Deux recettes sont avancées pour élever le salaire minimum sans renchérir le coût du travail. Elles comportent néanmoins des écueils. La première demande à ce que le surcoût soit pris en charge par l’État, ce qui nous renvoie au creusement du déficit public abordé précédemment. La seconde appelle à une baisse des cotisations sociales, ce qui se traduirait en bout de chaine par une réduction des pensions de retraite. Or il n’est pas gagné que l’électorat vote pour que du pouvoir d’achat soit transféré des retraités vers les actifs. D’autant que les retraités représentent un quart de la population française et comptent moins d’abstentionnistes que les jeunes.
Au-delà de ces variables macroéconomiques (inflation, impôt, cotisation, salaire et retraite) se trouvent des enjeux sociétaux qui s’opposent de front au pouvoir d’achat.
Le plus important est sans doute l’environnement. Le meilleur moyen de le préserver est de mettre un frein à notre consommation. L’alternative est de changer les modes de production pour les rendre moins polluants. Mais cela coûte cher et se répercute inévitablement sur les prix. Dans les deux cas, on se situe aux antipodes des revendications de hausse du pouvoir d’achat.
On peut également citer le thème de la réindustrialisation du pays. La crise de la Covid-19 a fait naître le sentiment d’un monde excessivement globalisé. Les Français en sont arrivés à la conclusion qu’il faut relocaliser une partie de la production. Là aussi, on est à l’antinomie du pouvoir d’achat qui prône d’aller produire ailleurs pour produire moins cher. Un vélo « 100 % français » coûte par exemple cinq à dix fois plus cher qu’un vélo fabriqué en Chine.
Enfin, en prenant du recul sur cette problématique, se pose la question de la répartition internationale de la valeur ajoutée. Sur le fond, réclamer une hausse de pouvoir d’achat revient à exiger que le fruit de son travail ou de son épargne permette d’acheter plus du fruit du travail des autres. Les Français sont au sommet de la pyramide mondiale de consommation avec un niveau de vie très élevé au regard de ce qui se vit sur d’autres continents. Une grande partie de leur pouvoir d’achat résulte d’une consommation de biens produits à l’étranger et payés avec des salaires de misère. Comme au Ghana, où l’ouvrier qui travaille dans l’extraction de notre aluminium, de nos pneumatiques, et de nos hydrocarbures est rémunéré 7 centimes d’euro de l’heure. Ou comme au Niger, où l’ouvrier des mines d’uranium administrées par des entreprises françaises est rétribué 25 centimes. Eux ne se tourmentent pas de savoir s’ils ont de quoi faire le plein de carburant ou régler leur facture énergétique, car ils n’ont ni voiture ni électricité.

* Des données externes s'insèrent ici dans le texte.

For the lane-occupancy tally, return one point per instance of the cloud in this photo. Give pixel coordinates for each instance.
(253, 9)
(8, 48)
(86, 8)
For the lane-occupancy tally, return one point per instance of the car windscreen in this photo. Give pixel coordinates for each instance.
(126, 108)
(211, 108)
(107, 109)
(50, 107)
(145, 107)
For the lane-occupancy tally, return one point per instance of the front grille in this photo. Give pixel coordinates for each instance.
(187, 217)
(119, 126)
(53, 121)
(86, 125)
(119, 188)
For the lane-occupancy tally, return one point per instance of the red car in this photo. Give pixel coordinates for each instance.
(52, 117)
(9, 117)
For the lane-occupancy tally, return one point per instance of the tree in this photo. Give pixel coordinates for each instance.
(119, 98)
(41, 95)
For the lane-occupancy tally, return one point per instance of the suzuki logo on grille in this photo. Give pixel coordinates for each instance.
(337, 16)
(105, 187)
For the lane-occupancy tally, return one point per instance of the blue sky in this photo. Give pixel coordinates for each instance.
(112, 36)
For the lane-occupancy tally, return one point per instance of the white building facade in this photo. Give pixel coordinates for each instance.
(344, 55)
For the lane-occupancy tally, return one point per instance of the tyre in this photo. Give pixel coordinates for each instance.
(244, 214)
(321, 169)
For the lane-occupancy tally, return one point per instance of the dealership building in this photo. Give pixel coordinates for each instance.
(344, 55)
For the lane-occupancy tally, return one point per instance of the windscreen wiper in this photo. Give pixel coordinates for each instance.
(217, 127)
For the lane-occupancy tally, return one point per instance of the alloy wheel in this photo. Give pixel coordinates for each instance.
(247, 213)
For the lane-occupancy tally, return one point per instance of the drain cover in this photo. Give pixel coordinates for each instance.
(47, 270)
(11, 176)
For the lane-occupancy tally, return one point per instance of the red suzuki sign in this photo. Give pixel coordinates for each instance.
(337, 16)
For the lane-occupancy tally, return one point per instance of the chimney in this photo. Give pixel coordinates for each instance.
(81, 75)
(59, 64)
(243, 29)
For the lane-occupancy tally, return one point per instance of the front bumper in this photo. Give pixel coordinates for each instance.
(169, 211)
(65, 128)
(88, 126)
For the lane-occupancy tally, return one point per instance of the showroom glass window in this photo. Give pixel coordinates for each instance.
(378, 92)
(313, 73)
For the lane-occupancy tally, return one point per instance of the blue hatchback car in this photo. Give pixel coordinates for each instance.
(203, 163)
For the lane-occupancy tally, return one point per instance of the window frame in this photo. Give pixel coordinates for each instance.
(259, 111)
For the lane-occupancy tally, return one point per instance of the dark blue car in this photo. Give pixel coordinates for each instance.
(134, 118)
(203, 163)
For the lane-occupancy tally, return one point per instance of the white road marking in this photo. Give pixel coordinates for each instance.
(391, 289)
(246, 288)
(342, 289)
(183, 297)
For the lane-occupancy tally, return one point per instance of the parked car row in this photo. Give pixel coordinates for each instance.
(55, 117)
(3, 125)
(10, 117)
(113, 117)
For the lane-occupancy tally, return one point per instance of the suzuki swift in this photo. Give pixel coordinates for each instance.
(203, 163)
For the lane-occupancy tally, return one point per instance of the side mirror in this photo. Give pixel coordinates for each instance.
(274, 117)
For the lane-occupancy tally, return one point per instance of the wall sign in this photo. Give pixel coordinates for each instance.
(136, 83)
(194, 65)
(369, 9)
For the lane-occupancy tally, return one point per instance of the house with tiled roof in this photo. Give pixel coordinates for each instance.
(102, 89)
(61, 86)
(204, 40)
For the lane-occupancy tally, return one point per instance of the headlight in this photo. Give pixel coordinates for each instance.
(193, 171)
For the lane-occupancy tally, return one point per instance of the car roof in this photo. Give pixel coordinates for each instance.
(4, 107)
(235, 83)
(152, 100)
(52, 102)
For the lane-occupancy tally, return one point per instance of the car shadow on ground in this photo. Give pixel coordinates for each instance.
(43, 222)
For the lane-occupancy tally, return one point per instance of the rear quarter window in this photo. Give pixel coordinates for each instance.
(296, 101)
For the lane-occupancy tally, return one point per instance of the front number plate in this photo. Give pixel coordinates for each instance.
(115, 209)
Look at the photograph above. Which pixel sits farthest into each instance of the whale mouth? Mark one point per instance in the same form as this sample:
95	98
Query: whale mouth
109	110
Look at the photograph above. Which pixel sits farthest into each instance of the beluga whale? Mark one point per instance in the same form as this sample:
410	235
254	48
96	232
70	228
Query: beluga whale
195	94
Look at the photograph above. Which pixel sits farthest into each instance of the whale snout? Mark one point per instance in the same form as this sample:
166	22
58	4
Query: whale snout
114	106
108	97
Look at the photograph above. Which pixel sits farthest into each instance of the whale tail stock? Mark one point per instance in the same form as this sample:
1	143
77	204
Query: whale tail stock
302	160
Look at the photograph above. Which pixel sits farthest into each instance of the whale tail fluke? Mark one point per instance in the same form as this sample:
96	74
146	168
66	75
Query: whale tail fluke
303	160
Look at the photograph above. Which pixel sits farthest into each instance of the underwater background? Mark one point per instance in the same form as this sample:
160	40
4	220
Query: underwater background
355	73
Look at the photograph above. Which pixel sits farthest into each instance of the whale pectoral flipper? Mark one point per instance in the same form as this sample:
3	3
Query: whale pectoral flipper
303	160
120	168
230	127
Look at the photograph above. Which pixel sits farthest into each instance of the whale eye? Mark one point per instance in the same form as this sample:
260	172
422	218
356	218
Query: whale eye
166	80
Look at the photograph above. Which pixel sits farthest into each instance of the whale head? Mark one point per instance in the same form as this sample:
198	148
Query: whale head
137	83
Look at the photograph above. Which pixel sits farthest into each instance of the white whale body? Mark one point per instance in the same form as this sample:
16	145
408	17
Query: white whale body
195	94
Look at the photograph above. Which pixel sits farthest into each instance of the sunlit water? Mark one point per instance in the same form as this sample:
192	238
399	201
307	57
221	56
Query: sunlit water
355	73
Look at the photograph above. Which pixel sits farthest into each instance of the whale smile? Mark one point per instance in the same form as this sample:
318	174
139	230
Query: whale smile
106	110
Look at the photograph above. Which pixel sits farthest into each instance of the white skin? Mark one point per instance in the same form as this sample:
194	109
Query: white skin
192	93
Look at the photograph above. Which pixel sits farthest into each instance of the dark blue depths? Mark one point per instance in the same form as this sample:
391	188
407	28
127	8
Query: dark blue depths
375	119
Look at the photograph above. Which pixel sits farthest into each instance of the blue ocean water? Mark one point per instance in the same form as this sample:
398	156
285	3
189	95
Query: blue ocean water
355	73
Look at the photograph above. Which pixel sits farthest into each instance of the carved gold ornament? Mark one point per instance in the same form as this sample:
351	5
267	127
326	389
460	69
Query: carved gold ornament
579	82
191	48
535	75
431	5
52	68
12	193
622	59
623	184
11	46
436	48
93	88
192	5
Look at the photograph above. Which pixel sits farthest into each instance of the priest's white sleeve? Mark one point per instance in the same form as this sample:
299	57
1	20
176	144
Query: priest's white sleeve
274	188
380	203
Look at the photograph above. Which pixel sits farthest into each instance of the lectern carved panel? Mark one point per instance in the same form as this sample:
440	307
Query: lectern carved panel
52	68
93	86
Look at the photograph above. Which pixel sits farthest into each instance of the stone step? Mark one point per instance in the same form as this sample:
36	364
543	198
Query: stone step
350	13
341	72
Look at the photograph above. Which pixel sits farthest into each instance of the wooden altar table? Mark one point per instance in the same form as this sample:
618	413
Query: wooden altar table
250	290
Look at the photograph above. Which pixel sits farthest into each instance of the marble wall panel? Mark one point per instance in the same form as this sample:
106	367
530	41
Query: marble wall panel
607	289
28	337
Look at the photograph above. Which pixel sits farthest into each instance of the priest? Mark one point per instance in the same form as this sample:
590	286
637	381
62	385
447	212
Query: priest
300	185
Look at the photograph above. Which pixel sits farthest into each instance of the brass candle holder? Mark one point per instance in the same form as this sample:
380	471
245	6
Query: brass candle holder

Le pouvoir d’achat préoccupe des millions d’électeurs. Cette crainte est légitime dans un contexte de gonflement du prix de l’énergie et de l’alimentation. En revanche, son traitement ne justifie pas la surenchère électorale à laquelle nous assistons. Les candidats à la présidentielle sont censés nous tirer vers le haut. Ils pourraient se livrer à un travail de pédagogie en exposant qu’outre les mesures d’urgence à destination des citoyens les plus modestes (comme l’indemnité inflation et le chèque énergie), la hausse du pouvoir d’achat peut s’obtenir par des gains de productivité, nécessitant investissements en recherche, en développement et en formation. Ils pourraient par ailleurs engager le pays sur un débat de fond autour de notre politique de la concurrence. Au lieu de cela, ils créent une attente qui sera déçue, ou pire, proposent des solutions susceptibles d’aggraver d’autres inquiétudes citoyennes (environnement, emploi, relocalisation des entreprises, déficit public, dette transmise aux générations futures et lutte contre les inégalités mondiales).